23 Kasım 2016 Çarşamba

RAW, VEGAN, "YOK"SUL PASTAM :)





Bu resimde görmüş olduğunuz güzellik ilk, vegan ve çiğ pasta denemem oldu. "Pasta da yok yok" değil, pekçok "yok var":)  Yani un YOK, Rafine şeker YOK, Gluten YOK,  hayvansal herhangi bir besin YOK,  pişirme derdi YOK,  ve en güzeli suçluluk YOK :)

Ben hem yaparken hem de yerken çok keyif aldım ve paylaşmak istedim. Denemek isteyenlere buyrunuz tarif ;)

Malzemeler:

Alt katman: 

-3 su bardağı kuru dut
-2 su bardağı hurma (Önceden birkaç saat suda bekletirseniz kıvam alması kolaylaşacaktır)
-3/4 su bardağı ham kakao (%100 kakao)
-1/4 su bardağı agave şurubu (akçaağaç şurubu ya da bal da olabilir-bal olursa vegan olmaz ;) )
-1 yemek kaşığı limon suyu
-1 fiske tuz (orjinal tarifte vardı ben eklemedim)
-1 yemek kaşığı vanilya özü (ya da bir fiske vanilya tohumu-ben vanilya çubuğu bulamadığım için bunu da eklemedim)
-Opsiyonel: 2 yemek kaşığı hindistan cevizi yağı (yumuşamış olması tercihtir) (Bu katmanın daha sert bir yapıda olmasını istersek bunu ekliyoruz yoksa eklemesek de olur)

Üst katman: 

-Yarım bardak hindistan cevizi yağı (sıvı formda ama sıcak olmayacak)
-1/4 bardak ham kakao (%100 kakao)
-3 yemek kaşığı agave şurubu (akçaağaç şurubu ya da bal da olabilir-bal olursa vegan olmaz ;) )
-1 yemek kaşığı vanilya özü (ya da bir fiske vanilya tohumu-ben vanilya çubuğu bulamadığım için bunu da eklemedim)

Süsleme:

İstediğiniz herhangi bir malzeme/meyve vs. ile süsleyebilirsiniz. Ben orjinal tarife uymadım ve en sevdiğim renk kırmızıya atıf olsun diye frenk üzümleri kullandım. Detaylar aşağıda.

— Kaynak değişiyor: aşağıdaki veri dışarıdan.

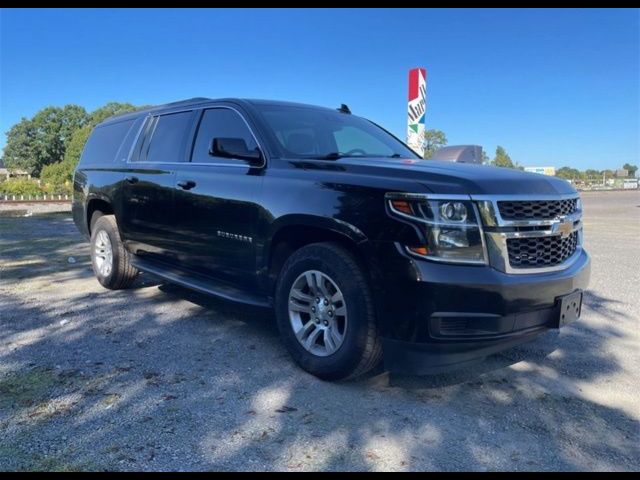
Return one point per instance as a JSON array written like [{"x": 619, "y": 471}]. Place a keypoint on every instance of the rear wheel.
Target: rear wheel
[
  {"x": 110, "y": 260},
  {"x": 325, "y": 312}
]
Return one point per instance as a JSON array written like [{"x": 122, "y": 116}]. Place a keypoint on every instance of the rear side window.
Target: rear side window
[
  {"x": 168, "y": 138},
  {"x": 105, "y": 142},
  {"x": 220, "y": 123}
]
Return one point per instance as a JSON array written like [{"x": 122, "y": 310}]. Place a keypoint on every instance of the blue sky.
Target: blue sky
[{"x": 554, "y": 87}]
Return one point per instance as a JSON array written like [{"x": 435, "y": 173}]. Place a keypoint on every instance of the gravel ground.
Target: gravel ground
[
  {"x": 22, "y": 209},
  {"x": 158, "y": 378}
]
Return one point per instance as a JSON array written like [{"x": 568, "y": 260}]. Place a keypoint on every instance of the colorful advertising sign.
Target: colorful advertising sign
[{"x": 416, "y": 109}]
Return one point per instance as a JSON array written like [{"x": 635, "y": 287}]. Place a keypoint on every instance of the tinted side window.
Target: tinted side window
[
  {"x": 168, "y": 138},
  {"x": 104, "y": 142},
  {"x": 220, "y": 123}
]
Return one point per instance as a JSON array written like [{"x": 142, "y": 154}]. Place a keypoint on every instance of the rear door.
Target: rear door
[
  {"x": 217, "y": 203},
  {"x": 149, "y": 186}
]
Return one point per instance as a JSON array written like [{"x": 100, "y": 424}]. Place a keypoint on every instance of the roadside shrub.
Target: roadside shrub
[{"x": 20, "y": 186}]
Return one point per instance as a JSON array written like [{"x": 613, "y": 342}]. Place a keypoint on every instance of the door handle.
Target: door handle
[{"x": 186, "y": 184}]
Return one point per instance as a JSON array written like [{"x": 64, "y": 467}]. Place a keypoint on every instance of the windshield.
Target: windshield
[{"x": 308, "y": 132}]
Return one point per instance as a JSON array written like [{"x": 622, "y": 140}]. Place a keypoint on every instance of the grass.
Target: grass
[{"x": 25, "y": 389}]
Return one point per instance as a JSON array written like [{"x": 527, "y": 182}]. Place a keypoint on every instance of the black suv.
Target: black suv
[{"x": 363, "y": 249}]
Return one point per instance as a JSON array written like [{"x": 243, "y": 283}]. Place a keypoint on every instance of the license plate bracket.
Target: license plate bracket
[{"x": 569, "y": 308}]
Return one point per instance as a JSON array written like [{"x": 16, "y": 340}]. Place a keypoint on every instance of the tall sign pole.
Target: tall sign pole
[{"x": 416, "y": 109}]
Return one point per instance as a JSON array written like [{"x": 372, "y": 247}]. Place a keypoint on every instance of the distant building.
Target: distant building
[{"x": 551, "y": 171}]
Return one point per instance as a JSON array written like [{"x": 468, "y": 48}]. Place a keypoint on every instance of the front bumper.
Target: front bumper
[{"x": 442, "y": 316}]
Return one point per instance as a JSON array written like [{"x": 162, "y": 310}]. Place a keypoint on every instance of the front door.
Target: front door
[{"x": 217, "y": 203}]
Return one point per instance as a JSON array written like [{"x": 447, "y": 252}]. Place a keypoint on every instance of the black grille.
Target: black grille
[
  {"x": 537, "y": 210},
  {"x": 541, "y": 251}
]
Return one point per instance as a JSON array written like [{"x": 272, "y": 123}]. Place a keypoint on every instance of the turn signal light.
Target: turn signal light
[
  {"x": 402, "y": 206},
  {"x": 420, "y": 250}
]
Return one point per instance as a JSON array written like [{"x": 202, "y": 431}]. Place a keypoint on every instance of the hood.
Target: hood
[{"x": 464, "y": 178}]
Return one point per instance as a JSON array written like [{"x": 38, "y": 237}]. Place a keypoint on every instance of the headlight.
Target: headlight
[{"x": 451, "y": 227}]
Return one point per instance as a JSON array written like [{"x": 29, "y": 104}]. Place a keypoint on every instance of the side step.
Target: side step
[{"x": 199, "y": 283}]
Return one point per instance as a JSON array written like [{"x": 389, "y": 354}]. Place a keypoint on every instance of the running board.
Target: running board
[{"x": 199, "y": 283}]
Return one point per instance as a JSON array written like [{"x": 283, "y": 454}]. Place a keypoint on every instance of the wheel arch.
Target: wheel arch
[
  {"x": 296, "y": 231},
  {"x": 97, "y": 203}
]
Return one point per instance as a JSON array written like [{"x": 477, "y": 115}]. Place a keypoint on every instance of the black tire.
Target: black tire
[
  {"x": 361, "y": 349},
  {"x": 121, "y": 274}
]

Öncelikle kuru dutları rondodan geçirerek un kıvamına getiriyoruz. Pastamızın unu işte bu dutlar :)
Sonra ana katmanın kalan tüm malzemelerini rondodan geçirerek koyu kıvamlı bir hamur elde ediyoruz. Bu hamuru küçük kelepçeli bir kalıba yayabilirsiniz. Ben metal kelepçesiz kalıp kullandım ve çıkarması kolay olsun diye de kalıbın içerisine önceden yağlı kağıt serdim. (Kağıdı çıkarınca kenarları da çok hoş bir şekil aldı böylece ;) ) Malzemeyi kalıba yaydıktan sonra üzerine bastırarak sıkıştırıyoruz ve üst katmanı yaparken dondurucuya kaldırıp bir miktar donmasını sağlıyoruz.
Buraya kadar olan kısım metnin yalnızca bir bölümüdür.